Une jeune fillette de noble coeur, Plaisante et joliette de grand' valeur, Outre son gre on l'a rendu' nonnette Cela point ne luy haicte dont vit en grand' douleur.
Vn soir apres complie seulette estoit, En grand melancolie se tourmentoit, Disant ainsi, douce Vierge Marie Abregez moy la vie, puisque mourir je doy.
Mon pauvre coeur souspire incessament, Aussi ma mort desire journellement.
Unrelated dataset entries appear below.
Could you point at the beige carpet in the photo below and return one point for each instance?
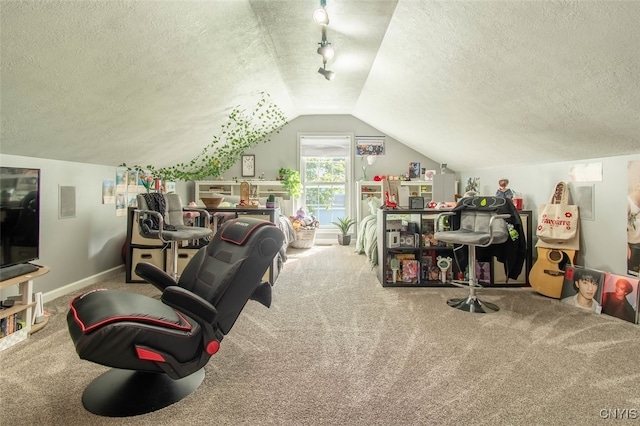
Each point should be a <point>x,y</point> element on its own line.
<point>336,348</point>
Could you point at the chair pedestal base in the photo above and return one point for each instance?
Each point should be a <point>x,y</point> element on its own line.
<point>473,304</point>
<point>124,393</point>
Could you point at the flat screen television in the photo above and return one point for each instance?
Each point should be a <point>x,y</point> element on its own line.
<point>19,216</point>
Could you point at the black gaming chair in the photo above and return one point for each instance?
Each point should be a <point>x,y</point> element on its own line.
<point>157,348</point>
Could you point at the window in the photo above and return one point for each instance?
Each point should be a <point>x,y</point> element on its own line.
<point>325,172</point>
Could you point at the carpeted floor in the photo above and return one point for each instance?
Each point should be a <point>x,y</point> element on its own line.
<point>336,348</point>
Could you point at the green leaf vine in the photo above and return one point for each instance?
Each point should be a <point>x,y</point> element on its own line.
<point>241,131</point>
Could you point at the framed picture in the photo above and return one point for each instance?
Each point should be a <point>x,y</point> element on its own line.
<point>414,170</point>
<point>483,272</point>
<point>248,165</point>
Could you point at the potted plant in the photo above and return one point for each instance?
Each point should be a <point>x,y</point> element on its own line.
<point>291,181</point>
<point>344,224</point>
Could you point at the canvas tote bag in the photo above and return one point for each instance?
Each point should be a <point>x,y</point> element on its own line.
<point>558,221</point>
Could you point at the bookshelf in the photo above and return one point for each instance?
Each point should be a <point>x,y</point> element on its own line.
<point>22,311</point>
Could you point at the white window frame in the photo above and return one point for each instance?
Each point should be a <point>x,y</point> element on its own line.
<point>349,171</point>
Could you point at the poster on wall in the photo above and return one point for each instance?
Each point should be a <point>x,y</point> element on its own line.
<point>633,221</point>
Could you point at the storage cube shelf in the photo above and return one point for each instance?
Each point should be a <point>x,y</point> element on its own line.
<point>408,252</point>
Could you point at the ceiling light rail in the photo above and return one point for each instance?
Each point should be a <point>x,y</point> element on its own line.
<point>325,50</point>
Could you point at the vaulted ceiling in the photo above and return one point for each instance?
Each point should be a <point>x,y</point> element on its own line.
<point>467,83</point>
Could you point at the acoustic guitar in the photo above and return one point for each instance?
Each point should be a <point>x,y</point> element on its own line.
<point>547,274</point>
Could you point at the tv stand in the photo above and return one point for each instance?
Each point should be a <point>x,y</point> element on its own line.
<point>17,270</point>
<point>21,313</point>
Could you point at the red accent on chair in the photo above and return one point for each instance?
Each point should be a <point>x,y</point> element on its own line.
<point>213,347</point>
<point>147,355</point>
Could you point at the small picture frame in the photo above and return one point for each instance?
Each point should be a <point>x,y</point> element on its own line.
<point>416,203</point>
<point>248,165</point>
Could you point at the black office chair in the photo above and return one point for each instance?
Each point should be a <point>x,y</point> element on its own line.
<point>157,348</point>
<point>475,222</point>
<point>160,216</point>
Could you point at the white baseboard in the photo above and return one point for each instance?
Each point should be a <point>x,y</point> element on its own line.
<point>79,285</point>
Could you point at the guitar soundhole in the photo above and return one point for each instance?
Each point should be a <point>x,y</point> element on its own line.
<point>555,256</point>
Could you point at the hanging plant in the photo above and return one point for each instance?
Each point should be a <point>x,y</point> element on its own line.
<point>241,131</point>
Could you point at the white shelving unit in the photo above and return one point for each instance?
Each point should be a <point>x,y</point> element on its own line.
<point>259,189</point>
<point>368,189</point>
<point>23,308</point>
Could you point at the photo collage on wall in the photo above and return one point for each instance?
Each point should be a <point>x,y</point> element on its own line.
<point>131,183</point>
<point>601,292</point>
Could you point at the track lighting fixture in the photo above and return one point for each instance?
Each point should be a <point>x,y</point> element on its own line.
<point>326,73</point>
<point>325,49</point>
<point>320,15</point>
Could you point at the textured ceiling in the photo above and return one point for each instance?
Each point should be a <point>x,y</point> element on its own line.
<point>467,83</point>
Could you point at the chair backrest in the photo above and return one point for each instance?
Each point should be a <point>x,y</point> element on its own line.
<point>476,214</point>
<point>173,208</point>
<point>229,269</point>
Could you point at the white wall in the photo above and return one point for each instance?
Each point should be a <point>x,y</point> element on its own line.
<point>602,240</point>
<point>79,250</point>
<point>282,151</point>
<point>76,249</point>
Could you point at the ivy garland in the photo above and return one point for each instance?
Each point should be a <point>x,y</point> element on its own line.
<point>241,131</point>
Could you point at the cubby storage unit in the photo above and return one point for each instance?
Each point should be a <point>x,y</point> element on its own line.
<point>405,237</point>
<point>406,244</point>
<point>441,188</point>
<point>21,313</point>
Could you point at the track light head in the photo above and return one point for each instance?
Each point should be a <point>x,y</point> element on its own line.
<point>326,50</point>
<point>321,16</point>
<point>326,73</point>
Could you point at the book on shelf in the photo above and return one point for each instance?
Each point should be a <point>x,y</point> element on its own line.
<point>409,239</point>
<point>410,271</point>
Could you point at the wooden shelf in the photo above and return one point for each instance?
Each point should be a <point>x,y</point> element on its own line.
<point>23,308</point>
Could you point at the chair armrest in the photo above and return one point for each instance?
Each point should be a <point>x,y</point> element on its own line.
<point>195,307</point>
<point>203,212</point>
<point>145,231</point>
<point>440,216</point>
<point>154,275</point>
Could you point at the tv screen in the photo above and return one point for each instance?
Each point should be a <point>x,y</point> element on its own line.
<point>19,215</point>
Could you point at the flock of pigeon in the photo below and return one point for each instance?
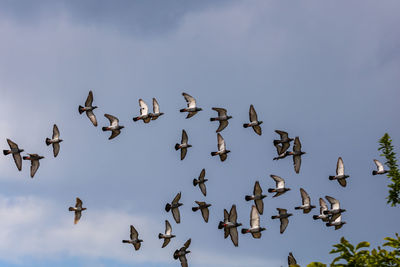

Qu'a mes parens ne puis mander n'escrire, Ma beaute fort empire, je vis en grand tourment.
Que ne m'a-t-on donnee a mon loyal amy, Qui tant m'a desiree aussi ay-je moy luy, Toute la nuict my tiendroit embrassee Me disant la pensee et moy la mienne a luy.
A Dieu vous dy mon pere, ma mere e mes parens, Qui m'avez voulu faire nonette en ce couvent, Ou il n'y a point de resjouissance, Je vis en desplaisance je n'attens que la mort.
La mort est fort cruelle a endurer, Combien qu'il faut par elle trestous passer. Encor'est plus grand mal que j'endure, Et la peine plus dure qu'il me faut supporter.
A Dieu vous dy les filles de mon pays, Puis qu'en cest' Abbaye me faut mourir, En attendant de mon Die la sentence, Je vy en esperance d'en avoir reconfort.